Why Homeowners Insurance Premiums Are Rising and What You Can Do
Updated: May 3
Most people can expect their homeowners' insurance rates to go up this year — along with the cost of materials and supplies — in this economy.
Several factors are behind the rising rates. The increasing frequency of severe weather events is causing more serious damage and more costly insurance claims. The rising cost of building materials, supply chain issues, and unfilled jobs due to COVID-19 disruptions are driving up the costs of home repairs.
In this article, we’ll explain some key factors causing home insurance rates to rise and what you can do to help rein in your costs.
What Are Some Key Factors Driving Up Home Insurance Rates?
Extreme Weather Events and Catastrophes Hurricanes, floods, droughts, wildfires, and other severe weather events have become more frequent, destructive, and costly. In 2021 alone, the United States sustained 20 weather events with losses exceeding $1 billion each.1 As weather-related damages go up, so does the cost of insurance overall. Insurers typically adjust rates on a state-by-state basis based on actual and anticipated weather-related losses. Rising Material Costs Another key consideration when pricing homeowners coverage is the cost to repair or rebuild a home in the event of a loss. These costs have risen significantly during the pandemic because of:
A general increase in demand for home renovations.
A general increase in demand for new construction.
Supply chain disruptions in the United States and around the world.

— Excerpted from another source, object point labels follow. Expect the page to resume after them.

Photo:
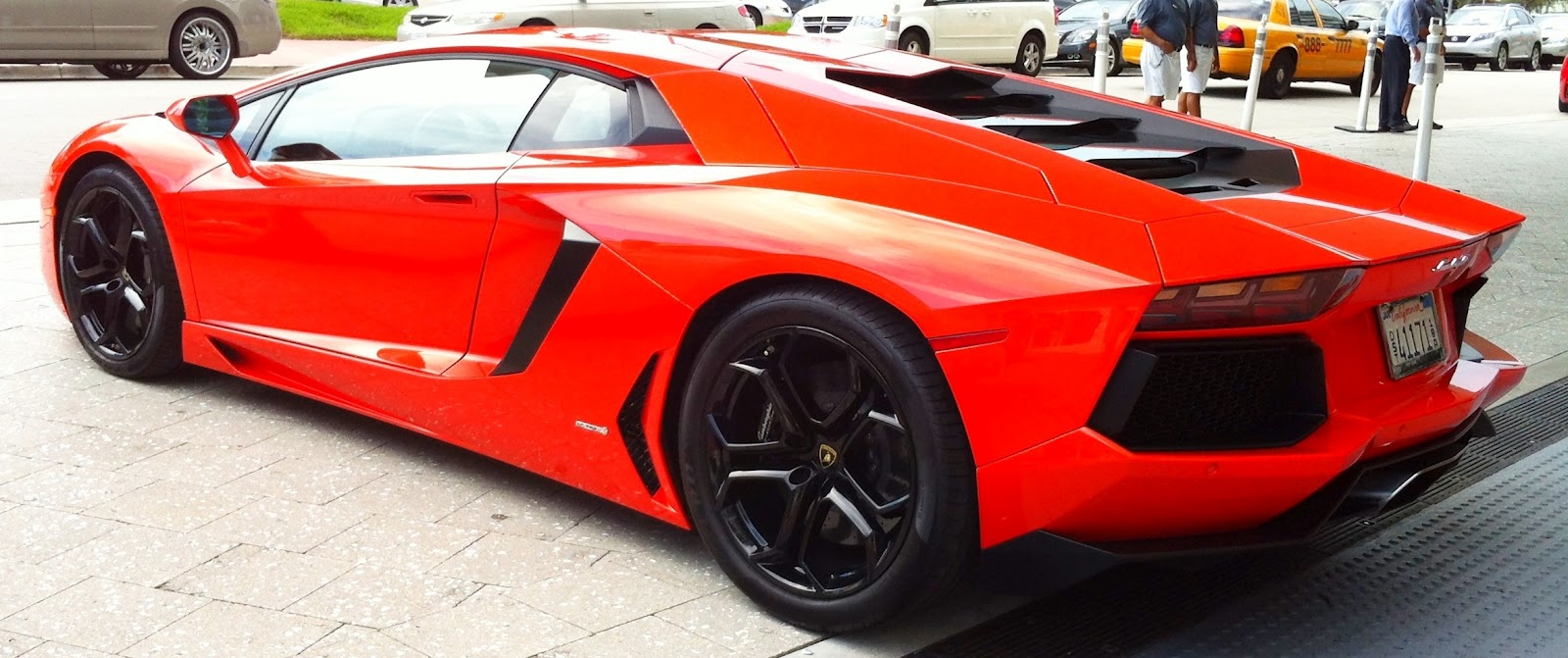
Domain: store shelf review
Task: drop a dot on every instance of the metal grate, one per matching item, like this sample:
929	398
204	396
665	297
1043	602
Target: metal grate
1126	608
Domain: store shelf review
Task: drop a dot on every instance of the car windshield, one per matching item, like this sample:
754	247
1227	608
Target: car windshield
1363	10
1478	16
1246	10
1092	10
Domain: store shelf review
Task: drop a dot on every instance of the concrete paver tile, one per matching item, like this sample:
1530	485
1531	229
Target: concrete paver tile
601	597
512	561
102	614
381	597
412	496
286	525
200	465
176	506
28	582
729	619
648	636
303	481
397	542
146	556
224	429
527	509
101	448
488	624
71	488
259	577
224	630
350	641
35	534
13	644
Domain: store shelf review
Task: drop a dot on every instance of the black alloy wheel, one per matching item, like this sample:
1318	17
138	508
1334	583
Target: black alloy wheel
809	454
117	276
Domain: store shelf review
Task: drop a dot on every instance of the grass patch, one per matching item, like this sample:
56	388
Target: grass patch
320	20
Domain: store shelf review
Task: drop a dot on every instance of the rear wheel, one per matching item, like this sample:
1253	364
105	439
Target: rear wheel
117	276
1278	76
1031	55
823	461
122	70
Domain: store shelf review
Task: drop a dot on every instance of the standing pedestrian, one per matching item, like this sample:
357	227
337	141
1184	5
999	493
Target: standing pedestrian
1399	39
1164	28
1203	20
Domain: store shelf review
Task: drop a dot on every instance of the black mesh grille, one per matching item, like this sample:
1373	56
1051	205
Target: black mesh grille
1214	394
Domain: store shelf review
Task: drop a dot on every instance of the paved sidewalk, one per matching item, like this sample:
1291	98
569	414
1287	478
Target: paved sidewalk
290	54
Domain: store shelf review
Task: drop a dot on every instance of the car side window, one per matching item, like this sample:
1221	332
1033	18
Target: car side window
253	115
423	107
1329	16
1301	13
576	114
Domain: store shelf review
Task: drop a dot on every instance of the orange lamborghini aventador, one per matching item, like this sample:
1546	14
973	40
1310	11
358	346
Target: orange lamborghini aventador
852	315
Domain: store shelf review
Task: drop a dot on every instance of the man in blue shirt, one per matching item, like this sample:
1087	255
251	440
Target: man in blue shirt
1164	25
1399	44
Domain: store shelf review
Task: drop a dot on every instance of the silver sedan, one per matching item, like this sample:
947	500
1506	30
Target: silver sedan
122	38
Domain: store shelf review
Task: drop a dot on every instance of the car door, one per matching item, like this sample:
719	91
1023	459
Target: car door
365	225
132	25
46	25
626	15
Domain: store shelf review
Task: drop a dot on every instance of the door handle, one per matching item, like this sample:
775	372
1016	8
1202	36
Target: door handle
451	198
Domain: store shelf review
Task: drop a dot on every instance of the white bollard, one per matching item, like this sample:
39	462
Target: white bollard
1429	94
891	36
1366	88
1102	55
1256	76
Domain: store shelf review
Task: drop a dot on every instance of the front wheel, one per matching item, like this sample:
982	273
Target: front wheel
823	461
201	47
1031	55
117	276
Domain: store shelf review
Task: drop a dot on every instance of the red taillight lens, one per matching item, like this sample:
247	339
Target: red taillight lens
1272	300
1233	36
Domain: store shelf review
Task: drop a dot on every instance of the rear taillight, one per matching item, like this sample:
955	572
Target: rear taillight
1270	300
1233	36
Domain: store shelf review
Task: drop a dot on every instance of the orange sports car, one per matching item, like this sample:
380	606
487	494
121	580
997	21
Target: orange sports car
854	315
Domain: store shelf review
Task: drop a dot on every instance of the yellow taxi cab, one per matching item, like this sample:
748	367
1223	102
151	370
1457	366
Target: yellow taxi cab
1308	41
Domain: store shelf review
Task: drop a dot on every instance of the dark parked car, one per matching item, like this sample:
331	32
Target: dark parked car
1076	27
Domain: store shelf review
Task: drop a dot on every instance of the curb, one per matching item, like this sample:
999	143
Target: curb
157	73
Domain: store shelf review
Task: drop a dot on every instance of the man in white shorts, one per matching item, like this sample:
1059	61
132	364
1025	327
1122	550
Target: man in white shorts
1162	24
1203	18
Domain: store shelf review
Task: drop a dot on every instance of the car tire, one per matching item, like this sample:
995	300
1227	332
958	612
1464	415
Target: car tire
1031	55
780	386
1278	77
201	46
117	276
122	70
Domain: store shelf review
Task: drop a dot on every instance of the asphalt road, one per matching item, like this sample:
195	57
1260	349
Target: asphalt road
38	118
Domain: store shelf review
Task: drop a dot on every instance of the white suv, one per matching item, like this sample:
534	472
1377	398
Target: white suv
977	31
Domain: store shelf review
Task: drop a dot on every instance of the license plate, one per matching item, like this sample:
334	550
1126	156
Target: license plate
1411	334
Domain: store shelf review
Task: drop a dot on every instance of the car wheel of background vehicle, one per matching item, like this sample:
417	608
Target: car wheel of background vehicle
117	276
1278	76
122	70
1031	55
823	461
201	47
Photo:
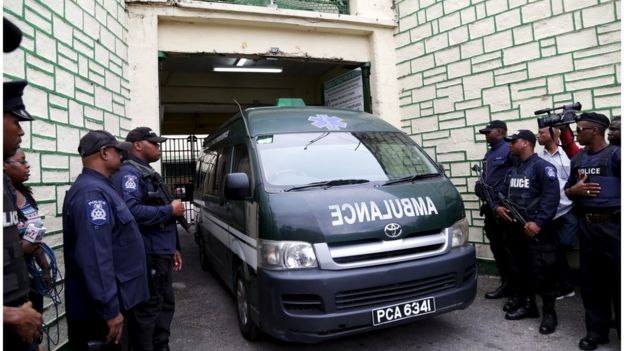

These factors combined have led to limited supplies and inflated prices for most building materials. Consider this sampling of price increases as of October 2021:
Material goods for new residential construction are up 18.6% over the past year.2
Lumber and wood products are up 6.2%.3
Asphalt roofing materials are up 16.3% over last year.4
As building costs go up, so does the cost to repair or replace homes damaged by covered losses.
Job Openings in Skilled Labor New home and renovation projects may be surging, but the construction industry is facing a skilled labor challenge. The sector had 358,000 job openings as of August 2021,5 more than twice the projected number of annual openings.6
Factors Impacting Your Homeowners Rate You May Be Able to Control
Current market conditions that affect your insurance premiums may be out of your control, but there are steps you can take to help keep the cost of your homeowners coverage in check.
Take steps to prevent losses. Be sure to check with your MFIA agent about any savings you might qualify for as a result of the preventative measures you take. For example, Travelers offers insurance premium discounts for smoke detectors, fire alarms, water sensors, interior sprinkler systems, and smart home protection devices.
Review your insurance. Ask your MFIA insurance agent to review your current coverage to ensure you’re getting the customized protection you need. Make sure all home improvements are accounted for. Cancel or reduce the coverage you no longer need.
Increase your deductible. A higher deductible will likely reduce your premium. Just remember to have enough savings to cover your deductible should you experience a loss.
Bundle your coverage. Travelers offer discounts when you purchase more than one policy with them. Home and auto are commonly bundled for a discount, but discounts may also apply to boats, valuables and personal umbrella protection, and other specialty coverages. Learn about the multi-policy insurance discounts that Travelers offers.
Look for customer retention programs. Travelers offer premium discounts, or credits to long-term customers. For example, the Travelers Decreasing Deductible®* program applies for a $100 credit each year toward your deductible. This credit is earned at your annual renewal date even if you have a loss.
*Travelers Decreasing Deductible is not available in California. Current market conditions are challenging. Catastrophic weather events are on the rise. Pandemic-era disruptions, including shortages in building materials and skilled labor, are driving rate changes. But there are factors within your control when it comes to the premiums you pay. It’s smart to take advantage of them.
Sources from Traveler's blog: 1. https://www.ncdc.noaa.gov/billions/ 2. U.S. Bureau of Labor Statistics, Producer Price Index by Commodity: Inputs to Industries: Net Inputs to Residential Construction, Goods, October 2021 3. U.S. Bureau of Labor Statistics, Producer Price Index by Commodity: Lumber and Wood Products, October 2021 4. U.S. Bureau of Labor Statistics, Producer Price Index by Commodity: Asphalt Felts and Coatings, October 2021 5. U.S. Bureau of Labor Statistics, Job Openings: Construction, September 2021 6. U.S. Bureau of Labor Statistics, Construction Laborers and Helpers, September 2021
This Blog post is made available by the MFIA for educational purposes only as well as to give you general information and a general understanding of the current insurance market, not to provide specific insurance advice.